TLDR;
Google introduced Personal Intelligence in AI Mode for eligible US subscribers who choose to connect Gmail and Google Photos. Personal context can change the recommendations someone receives. Brands need clear product relevance and should avoid treating one personalised answer as the result every customer will see.
What happened
Google introduced Personal Intelligence in AI Mode for eligible US subscribers, using opted-in Gmail and Google Photos context to tailor answers. The experiment made recommendations more dependent on an individual’s circumstances, with explicit connection controls rather than assuming every search user participates.
Why it matters
Connected account information can affect what is suitable for an individual, introducing context that a brand cannot observe through a conventional rank check. The enterprise implication is stronger product relevance and more careful measurement. There is no sound basis for treating one personalised answer as representative of every eligible user.
An opt-in assistant using connected accounts can understand context that a public query alone may not reveal. That can change the recommendations a person receives, but it does not mean a brand gets access to the underlying Gmail or Photos information. Enterprises should resist turning a consumer personalisation feature into an assumed targeting opportunity. The more practical implication is that generic visibility tests may become less representative of individual customer experiences. Different context can produce different priorities even when the public wording of a request looks similar. That reinforces the value of explaining product suitability and limits clearly. A brand cannot control a person's private context, but it can make the public facts needed for a good match more complete and accurate.

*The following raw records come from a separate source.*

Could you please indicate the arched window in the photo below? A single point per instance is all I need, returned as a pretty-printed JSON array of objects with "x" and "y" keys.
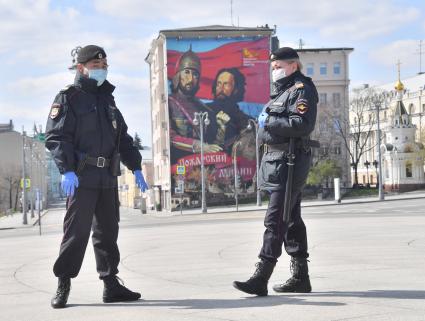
[
  {"x": 409, "y": 167},
  {"x": 411, "y": 109}
]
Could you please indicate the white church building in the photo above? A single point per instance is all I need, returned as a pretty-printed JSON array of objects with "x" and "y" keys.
[{"x": 403, "y": 157}]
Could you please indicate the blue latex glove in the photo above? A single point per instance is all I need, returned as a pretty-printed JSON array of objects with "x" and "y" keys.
[
  {"x": 262, "y": 119},
  {"x": 69, "y": 183},
  {"x": 140, "y": 180}
]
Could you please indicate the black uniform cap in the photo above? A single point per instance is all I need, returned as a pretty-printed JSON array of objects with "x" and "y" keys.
[
  {"x": 284, "y": 53},
  {"x": 90, "y": 52}
]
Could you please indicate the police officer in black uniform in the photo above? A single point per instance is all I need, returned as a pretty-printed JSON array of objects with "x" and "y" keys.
[
  {"x": 291, "y": 112},
  {"x": 87, "y": 136}
]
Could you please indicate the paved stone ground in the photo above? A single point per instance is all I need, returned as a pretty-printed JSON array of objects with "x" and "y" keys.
[{"x": 367, "y": 263}]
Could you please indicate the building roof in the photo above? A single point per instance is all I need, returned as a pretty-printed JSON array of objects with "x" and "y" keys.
[
  {"x": 217, "y": 28},
  {"x": 413, "y": 83},
  {"x": 324, "y": 49},
  {"x": 146, "y": 153}
]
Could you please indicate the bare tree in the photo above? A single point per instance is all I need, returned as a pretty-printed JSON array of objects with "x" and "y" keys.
[
  {"x": 357, "y": 130},
  {"x": 10, "y": 181}
]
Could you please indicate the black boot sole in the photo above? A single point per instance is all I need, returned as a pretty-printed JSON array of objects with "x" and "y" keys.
[
  {"x": 300, "y": 290},
  {"x": 238, "y": 286},
  {"x": 113, "y": 300}
]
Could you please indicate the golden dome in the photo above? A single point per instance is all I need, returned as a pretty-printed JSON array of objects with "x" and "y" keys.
[{"x": 399, "y": 86}]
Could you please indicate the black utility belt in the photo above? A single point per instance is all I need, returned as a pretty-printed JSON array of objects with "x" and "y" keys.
[
  {"x": 100, "y": 162},
  {"x": 268, "y": 148}
]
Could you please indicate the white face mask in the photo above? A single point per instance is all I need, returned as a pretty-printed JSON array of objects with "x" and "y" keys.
[{"x": 278, "y": 74}]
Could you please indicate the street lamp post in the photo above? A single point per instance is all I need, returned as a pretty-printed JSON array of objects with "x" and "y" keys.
[
  {"x": 367, "y": 164},
  {"x": 375, "y": 164},
  {"x": 24, "y": 185},
  {"x": 380, "y": 191},
  {"x": 253, "y": 124},
  {"x": 235, "y": 169},
  {"x": 199, "y": 119}
]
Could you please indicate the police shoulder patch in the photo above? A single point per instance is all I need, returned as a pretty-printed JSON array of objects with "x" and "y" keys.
[
  {"x": 302, "y": 106},
  {"x": 55, "y": 110},
  {"x": 64, "y": 89}
]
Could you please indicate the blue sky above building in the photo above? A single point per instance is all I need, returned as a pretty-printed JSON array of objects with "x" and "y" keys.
[{"x": 38, "y": 36}]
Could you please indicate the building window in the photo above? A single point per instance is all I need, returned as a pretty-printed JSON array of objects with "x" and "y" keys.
[
  {"x": 323, "y": 98},
  {"x": 387, "y": 170},
  {"x": 337, "y": 68},
  {"x": 323, "y": 68},
  {"x": 409, "y": 169},
  {"x": 336, "y": 97},
  {"x": 310, "y": 69}
]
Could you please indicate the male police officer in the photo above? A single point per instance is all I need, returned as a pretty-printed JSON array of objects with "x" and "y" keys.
[
  {"x": 290, "y": 114},
  {"x": 86, "y": 134}
]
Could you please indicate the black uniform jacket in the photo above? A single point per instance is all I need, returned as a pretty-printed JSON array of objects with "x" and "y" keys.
[
  {"x": 84, "y": 121},
  {"x": 291, "y": 113},
  {"x": 292, "y": 110}
]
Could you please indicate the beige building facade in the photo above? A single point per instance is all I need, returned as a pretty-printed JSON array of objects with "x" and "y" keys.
[
  {"x": 413, "y": 98},
  {"x": 329, "y": 69}
]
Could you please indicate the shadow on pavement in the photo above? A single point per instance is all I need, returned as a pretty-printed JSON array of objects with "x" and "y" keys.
[
  {"x": 249, "y": 302},
  {"x": 378, "y": 294},
  {"x": 269, "y": 301}
]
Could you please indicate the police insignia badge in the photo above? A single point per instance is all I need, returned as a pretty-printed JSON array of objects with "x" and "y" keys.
[
  {"x": 302, "y": 106},
  {"x": 55, "y": 111}
]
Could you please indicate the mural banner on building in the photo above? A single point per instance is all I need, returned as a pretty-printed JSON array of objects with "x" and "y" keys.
[{"x": 228, "y": 82}]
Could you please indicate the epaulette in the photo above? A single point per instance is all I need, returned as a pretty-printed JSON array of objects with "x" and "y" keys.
[
  {"x": 69, "y": 91},
  {"x": 299, "y": 85}
]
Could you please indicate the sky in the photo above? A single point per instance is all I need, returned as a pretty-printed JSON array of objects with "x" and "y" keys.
[{"x": 37, "y": 37}]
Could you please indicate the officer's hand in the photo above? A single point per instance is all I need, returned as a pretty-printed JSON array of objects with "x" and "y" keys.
[
  {"x": 140, "y": 180},
  {"x": 262, "y": 119},
  {"x": 69, "y": 183},
  {"x": 222, "y": 118}
]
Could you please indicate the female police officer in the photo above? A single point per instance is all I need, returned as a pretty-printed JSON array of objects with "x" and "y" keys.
[{"x": 291, "y": 113}]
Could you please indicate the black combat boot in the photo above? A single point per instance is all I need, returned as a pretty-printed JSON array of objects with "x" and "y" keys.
[
  {"x": 257, "y": 283},
  {"x": 300, "y": 281},
  {"x": 62, "y": 293},
  {"x": 114, "y": 291}
]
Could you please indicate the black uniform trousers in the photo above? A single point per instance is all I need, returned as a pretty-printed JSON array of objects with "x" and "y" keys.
[
  {"x": 90, "y": 209},
  {"x": 278, "y": 233}
]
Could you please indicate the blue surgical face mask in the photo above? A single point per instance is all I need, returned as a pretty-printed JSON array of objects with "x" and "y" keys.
[
  {"x": 278, "y": 74},
  {"x": 99, "y": 75}
]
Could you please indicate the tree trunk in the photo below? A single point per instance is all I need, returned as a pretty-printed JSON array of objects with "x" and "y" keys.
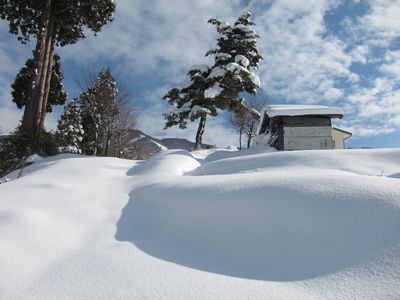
[
  {"x": 250, "y": 134},
  {"x": 200, "y": 131},
  {"x": 240, "y": 137},
  {"x": 47, "y": 89},
  {"x": 33, "y": 108}
]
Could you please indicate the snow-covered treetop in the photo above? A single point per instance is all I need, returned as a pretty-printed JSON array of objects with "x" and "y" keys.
[{"x": 235, "y": 59}]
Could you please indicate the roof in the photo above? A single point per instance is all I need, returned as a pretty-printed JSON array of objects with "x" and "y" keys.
[
  {"x": 303, "y": 110},
  {"x": 342, "y": 130}
]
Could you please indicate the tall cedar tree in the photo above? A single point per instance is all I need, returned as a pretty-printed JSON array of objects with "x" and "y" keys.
[
  {"x": 70, "y": 132},
  {"x": 20, "y": 87},
  {"x": 52, "y": 23},
  {"x": 99, "y": 104},
  {"x": 190, "y": 102},
  {"x": 234, "y": 58}
]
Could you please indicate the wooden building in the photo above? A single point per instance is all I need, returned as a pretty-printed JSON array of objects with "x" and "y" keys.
[{"x": 300, "y": 127}]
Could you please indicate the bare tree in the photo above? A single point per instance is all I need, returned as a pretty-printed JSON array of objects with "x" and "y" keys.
[
  {"x": 245, "y": 119},
  {"x": 126, "y": 122},
  {"x": 110, "y": 116},
  {"x": 255, "y": 104}
]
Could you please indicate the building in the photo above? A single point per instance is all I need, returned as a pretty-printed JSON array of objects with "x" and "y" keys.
[{"x": 300, "y": 127}]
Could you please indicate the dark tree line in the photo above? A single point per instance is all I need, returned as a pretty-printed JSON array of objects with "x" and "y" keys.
[{"x": 51, "y": 23}]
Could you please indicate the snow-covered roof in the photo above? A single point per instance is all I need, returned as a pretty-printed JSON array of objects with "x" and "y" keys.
[{"x": 302, "y": 110}]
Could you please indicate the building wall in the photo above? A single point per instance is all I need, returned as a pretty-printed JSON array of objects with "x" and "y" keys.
[{"x": 308, "y": 138}]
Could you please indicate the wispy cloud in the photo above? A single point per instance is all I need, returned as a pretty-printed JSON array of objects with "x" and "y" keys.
[{"x": 151, "y": 44}]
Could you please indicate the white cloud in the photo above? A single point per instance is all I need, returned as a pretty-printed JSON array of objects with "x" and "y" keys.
[
  {"x": 302, "y": 60},
  {"x": 152, "y": 43}
]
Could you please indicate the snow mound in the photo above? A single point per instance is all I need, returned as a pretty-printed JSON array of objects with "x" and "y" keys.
[
  {"x": 277, "y": 226},
  {"x": 373, "y": 162},
  {"x": 285, "y": 225}
]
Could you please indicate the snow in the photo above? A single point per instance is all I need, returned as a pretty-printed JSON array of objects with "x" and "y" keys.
[
  {"x": 213, "y": 91},
  {"x": 196, "y": 109},
  {"x": 301, "y": 110},
  {"x": 199, "y": 68},
  {"x": 255, "y": 79},
  {"x": 212, "y": 224},
  {"x": 216, "y": 72},
  {"x": 242, "y": 60}
]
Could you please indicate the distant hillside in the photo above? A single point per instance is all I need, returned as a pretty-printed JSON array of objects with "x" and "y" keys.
[
  {"x": 144, "y": 146},
  {"x": 175, "y": 143}
]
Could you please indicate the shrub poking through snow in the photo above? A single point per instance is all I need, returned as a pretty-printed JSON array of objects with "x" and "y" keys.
[
  {"x": 70, "y": 130},
  {"x": 190, "y": 103}
]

How your brand can benefit / be affected
Make objective relevance signals explicit: geography, availability, compatibility and eligibility. Avoid inventing content around assumed private account data or implying the brand can target that information.
Keep generic and personalised observations separate, recording the context and market used in legitimate tests. Evaluate whether the answer is correct for the scenario. Use consented customer research to understand journeys that analytics cannot see, without trying to reconstruct private user context.
Review whether your content explains the circumstances that change suitability. A service may fit someone travelling frequently but be inappropriate for a customer with a different usage pattern; a product may solve one constraint while introducing another. State those distinctions plainly and avoid claiming that the offering suits everyone. Use existing customer research to identify relevant scenarios rather than inventing personal profiles based on speculation about connected data. Make the local market, eligibility and commercial conditions easy to identify. These improvements support contextual interpretation without requiring the brand to collect additional personal information or depend on knowledge it does not receive.
Treat testing as scenario research rather than a universal ranking report. Compare realistic questions and note the account, market and feature conditions under which you observed the response, using appropriate test data and permissions. Do not put real customer information into an experiment simply to simulate personalisation. Evaluate whether the source facts remain correct when the recommendation changes. Separate what you observed from what you infer about the wider audience. If reporting cannot quantify personalised exposure, say so. The enterprise benefit comes from serving the right use cases well and avoiding misleading claims, while recognising that an opt-in feature has a narrower scope than all Google Search users.
News date: 22 January 2026. Editorial review: 16 September 2026. Analysis includes subsequent developments where stated.